Enforcing the agreement and moving toward the final settlement after two years to implement all aspects of U.N. Resolutions 242 and 338 in all of their aspects and resolve all the issues of Jerusalem, the settlements, the refugees and the boundaries will be a Palestinian and an Israeli responsibility. It is also the responsibility of the international community in its entirety to help the parties overcome the tremendous difficulties which are still standing in the way of reaching a final and comprehensive settlement.

Now as we stand on the threshold of this new historic era, let me address the people of Israel and their leaders with whom we are meeting today for the first time. And let me assure them that the difficult decision we reached together was one that required great and exceptional courage. (Applause.)

We will need more courage and determination to continue the course of building coexistence and peace between us. This is possible. And it will happen with mutual determination and with the effort that will be made with all parties on all the tracks to establish the foundations of a just and comprehensive peace. Our people do not consider that exercising the right to self-determination could violate the rights of their neighbors or infringe on their security. Rather, putting an end to their feelings of being wronged and of having suffered a historic injustice is the strongest guarantee to achieve coexistence and openness between our two peoples and future generations. (Applause.)

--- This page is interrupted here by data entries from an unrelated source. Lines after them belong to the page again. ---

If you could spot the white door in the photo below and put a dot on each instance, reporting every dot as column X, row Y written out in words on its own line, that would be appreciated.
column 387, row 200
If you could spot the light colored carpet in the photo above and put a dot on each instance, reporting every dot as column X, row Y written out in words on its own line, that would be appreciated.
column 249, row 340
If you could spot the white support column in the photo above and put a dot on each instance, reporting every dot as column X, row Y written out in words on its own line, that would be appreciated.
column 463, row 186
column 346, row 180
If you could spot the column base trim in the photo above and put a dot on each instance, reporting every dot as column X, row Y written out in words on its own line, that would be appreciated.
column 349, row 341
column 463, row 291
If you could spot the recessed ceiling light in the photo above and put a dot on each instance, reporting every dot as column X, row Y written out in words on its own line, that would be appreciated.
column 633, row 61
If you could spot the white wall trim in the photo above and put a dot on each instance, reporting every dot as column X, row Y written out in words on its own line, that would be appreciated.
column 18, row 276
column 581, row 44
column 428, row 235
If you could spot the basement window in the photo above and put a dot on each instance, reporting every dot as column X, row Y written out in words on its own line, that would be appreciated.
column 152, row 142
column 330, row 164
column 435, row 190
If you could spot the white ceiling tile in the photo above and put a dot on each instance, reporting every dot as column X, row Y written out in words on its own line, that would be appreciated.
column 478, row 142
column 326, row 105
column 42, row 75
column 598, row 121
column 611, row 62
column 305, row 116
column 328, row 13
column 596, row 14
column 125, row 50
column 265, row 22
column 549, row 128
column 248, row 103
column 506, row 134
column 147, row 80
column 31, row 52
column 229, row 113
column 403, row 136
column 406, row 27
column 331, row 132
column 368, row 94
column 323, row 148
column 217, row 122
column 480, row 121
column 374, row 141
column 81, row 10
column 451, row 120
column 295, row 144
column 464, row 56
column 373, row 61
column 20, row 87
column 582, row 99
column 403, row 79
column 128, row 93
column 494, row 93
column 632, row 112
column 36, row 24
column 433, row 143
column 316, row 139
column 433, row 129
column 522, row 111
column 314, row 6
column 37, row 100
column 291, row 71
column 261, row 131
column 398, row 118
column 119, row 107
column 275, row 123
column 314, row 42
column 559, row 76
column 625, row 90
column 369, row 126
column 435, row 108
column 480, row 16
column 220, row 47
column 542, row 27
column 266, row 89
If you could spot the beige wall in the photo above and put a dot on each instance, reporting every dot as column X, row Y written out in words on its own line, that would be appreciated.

Our two peoples are awaiting today this historic hope, and they want to give peace a real chance. (Applause.) Such a shift will give us an opportunity to embark upon the process of economic, social and cultural growth and development, and we hope that international participation in that process will be as extensive as it can be. This shift will also provide an opportunity for all forms of cooperation on a broad scale and in all fields.

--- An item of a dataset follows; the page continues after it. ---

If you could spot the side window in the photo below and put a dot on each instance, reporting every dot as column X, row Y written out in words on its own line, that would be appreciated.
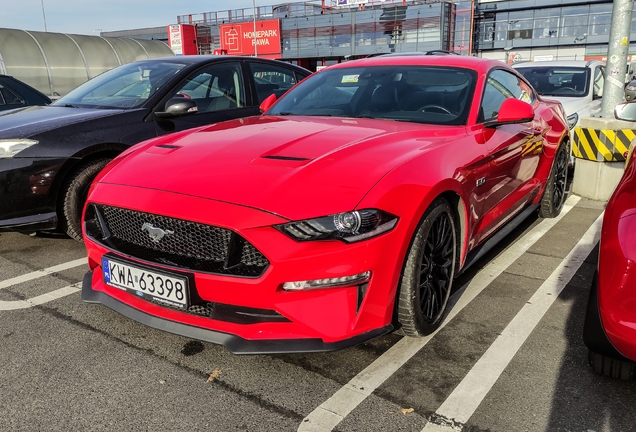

I thank you, Mr. President. We hope that our meeting will be a new beginning for fruitful and effective relations between the American people and the Palestinian people. (Applause.)

I wish to thank the Russian Federation and President Boris Yeltsin. Our thanks also go to Secretary Christopher and Foreign Minister Kozyrev, to the government of Norway, and to the foreign minister of Norway for the positive part they played in bringing about this major achievement.

I extend greetings to all the Arab leaders, our brothers, and to all the world leaders who contributed to this achievement. Ladies and gentlemen, the battle for peace is the most difficult battle of our lives. It deserves our utmost efforts because the land of peace yearns for a just and comprehensive peace. Thank you. (Applause.)